Wellington will auf Hawaii starten

14 Tage vor dem Ironman Hawaii wurde Chrissie Wellington auf einer Trainingsfahrt in Boulder in einen schweren Unfall verwickelt. Sie selbst zeigt sich trotzig und kündigte an, trotzdem in Kona zu starten. Ob sie sich tatsächlich rechtzeitig erholen kann, scheint aber fraglich.

Von > | 27. September 2011 | Aus: SZENE

Chrissie Wellington | Chrissie Wellington bei der Challenge Roth

Chrissie Wellington bei der Challenge Roth

Foto >Michael Rauschendorfer / triaphoto.com

Mindestens für ein paar Stunden war Chrissie Wellington ihr berühmtes Lachen vergangen.
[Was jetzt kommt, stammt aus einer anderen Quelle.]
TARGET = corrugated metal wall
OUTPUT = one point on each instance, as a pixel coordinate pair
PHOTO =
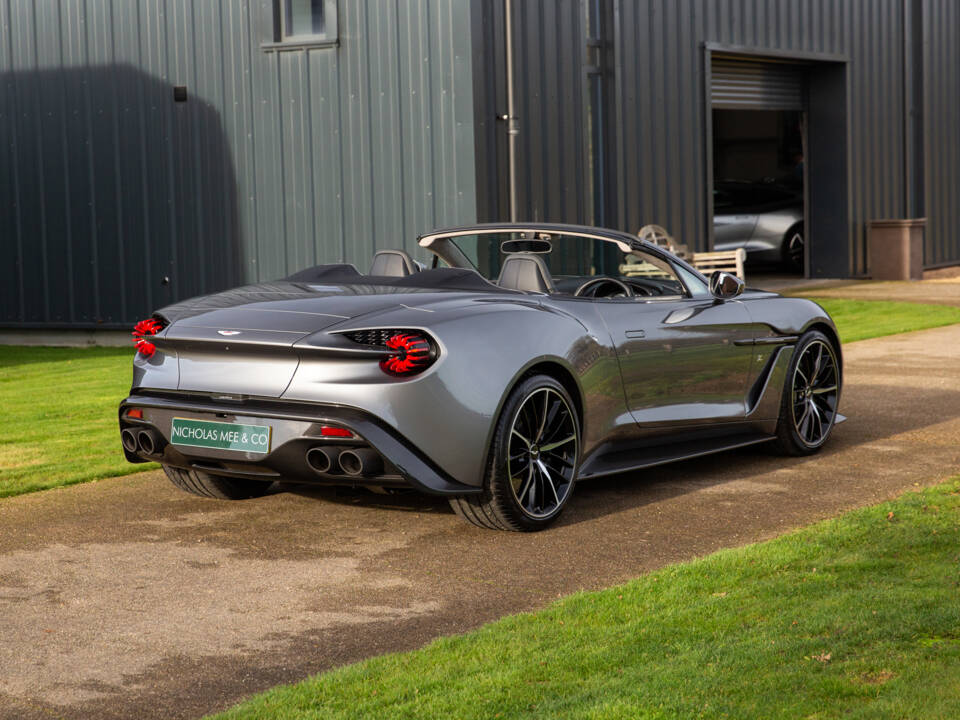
(941, 129)
(277, 161)
(662, 91)
(660, 115)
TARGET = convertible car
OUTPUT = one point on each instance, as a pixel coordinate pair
(524, 359)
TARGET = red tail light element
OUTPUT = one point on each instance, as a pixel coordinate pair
(142, 329)
(330, 431)
(411, 354)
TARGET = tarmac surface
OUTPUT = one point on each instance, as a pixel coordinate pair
(127, 598)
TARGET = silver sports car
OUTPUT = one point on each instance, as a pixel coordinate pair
(765, 219)
(526, 358)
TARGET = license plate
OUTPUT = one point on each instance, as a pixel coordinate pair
(220, 436)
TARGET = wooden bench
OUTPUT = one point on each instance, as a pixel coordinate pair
(727, 260)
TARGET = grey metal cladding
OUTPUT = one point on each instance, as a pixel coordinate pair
(276, 161)
(659, 113)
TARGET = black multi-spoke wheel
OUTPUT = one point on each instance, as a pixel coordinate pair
(809, 407)
(533, 460)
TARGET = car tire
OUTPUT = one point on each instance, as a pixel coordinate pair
(544, 461)
(811, 393)
(204, 484)
(792, 248)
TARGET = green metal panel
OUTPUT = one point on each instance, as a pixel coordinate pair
(114, 199)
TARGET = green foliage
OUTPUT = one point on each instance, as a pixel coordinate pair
(863, 319)
(59, 409)
(857, 617)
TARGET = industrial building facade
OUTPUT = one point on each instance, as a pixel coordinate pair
(158, 149)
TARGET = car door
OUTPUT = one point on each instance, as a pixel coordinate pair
(683, 361)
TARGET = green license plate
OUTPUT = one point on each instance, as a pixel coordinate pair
(220, 436)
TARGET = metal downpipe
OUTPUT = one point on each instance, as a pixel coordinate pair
(513, 124)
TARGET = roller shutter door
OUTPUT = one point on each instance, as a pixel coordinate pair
(755, 85)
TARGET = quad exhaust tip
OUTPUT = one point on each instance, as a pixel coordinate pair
(321, 459)
(148, 442)
(362, 461)
(129, 440)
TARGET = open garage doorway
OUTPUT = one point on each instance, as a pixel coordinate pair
(777, 159)
(758, 188)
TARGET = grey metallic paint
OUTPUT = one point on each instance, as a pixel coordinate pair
(649, 373)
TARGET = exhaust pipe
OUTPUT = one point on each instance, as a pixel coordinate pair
(362, 461)
(129, 440)
(149, 442)
(321, 459)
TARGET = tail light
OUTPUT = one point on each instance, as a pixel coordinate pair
(408, 352)
(142, 330)
(411, 354)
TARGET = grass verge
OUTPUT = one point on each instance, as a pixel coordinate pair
(864, 319)
(60, 416)
(856, 617)
(59, 404)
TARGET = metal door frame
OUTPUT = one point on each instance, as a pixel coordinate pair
(838, 217)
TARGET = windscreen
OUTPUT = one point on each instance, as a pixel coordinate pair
(571, 259)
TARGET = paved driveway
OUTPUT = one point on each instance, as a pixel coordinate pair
(128, 599)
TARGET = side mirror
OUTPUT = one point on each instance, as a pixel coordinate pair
(724, 285)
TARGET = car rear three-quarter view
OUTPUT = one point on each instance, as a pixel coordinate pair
(520, 360)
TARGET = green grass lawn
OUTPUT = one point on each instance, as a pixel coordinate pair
(856, 617)
(863, 319)
(59, 408)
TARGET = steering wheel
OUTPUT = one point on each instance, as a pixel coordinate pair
(598, 283)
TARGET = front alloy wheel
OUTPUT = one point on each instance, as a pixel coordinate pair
(809, 407)
(533, 460)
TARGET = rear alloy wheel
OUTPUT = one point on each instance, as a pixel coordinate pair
(808, 409)
(533, 460)
(793, 248)
(204, 484)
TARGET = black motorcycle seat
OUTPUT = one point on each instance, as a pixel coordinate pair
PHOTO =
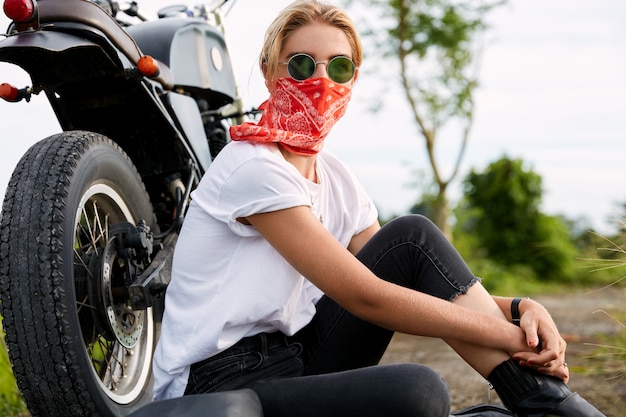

Die Britin, die die teils aufgesetzt wirkende Fröhlichkeit zu ihrem Markenzeichen gemacht hat, stürzte am Samstag bei einer Trainingsausfahrt in der Nähe ihres Trainingsquartiers in Boulder (Colorado) mit dem Rad. Sie selbst wollte das der Konkurrenz und den Fans offensichtlich verschweigen, schrieb auf ihrem Twitteraccount weiter munter über Wohltätigkeiten und ihr Training - bis am Montag das Gerücht aufkam, die dreimalige Ironmanweltmeisterin müsse den Ironman Hawaii zum zweiten Mal in Folge absagen. Im vergangenen Jahr hatte sie sich eine Virusinfektion zugezogen und wenige Stunden vor dem Startschuss ihren Verzicht bekanntgegeben.

Fahrfehler oder Plattfuß?

Erst als sich das Gerücht verbreitete, Wellington könne möglicherweise nicht auf Hawaii starten, ging die Britin in die Offensive. "Der Körper kann erstaunliche Dinge vollbringen", twitterte Wellington. "Ich werde definitiv am Start stehen." Dazu präsentierte sie zwei Bilder, die ihren lädierten Ellbogen und großflächige Abschürfungen an Hüfte, Oberschenkel, Schienbein und eine Wunde am Fuß zeigen. "Gebrochen war offenbar nichts", erklärte eine Zeugin des Unfalls dem Internetportal everymantri.com. Doch ganz so leicht, wie Wellington tut, steckt die den Unfall anscheinend nicht weg. Offenbar wollte sie gegenüber der Konkurrenz so kurz vor dem Saisonhöhepunkt keine Schwäche zeigen - warum hätte die auf Twitter so kommunikationsfreudige Wellington sonst versucht, den Trainingsunfall zu verschweigen? Auch zum Unfallhergang gibt es zwei Versionen.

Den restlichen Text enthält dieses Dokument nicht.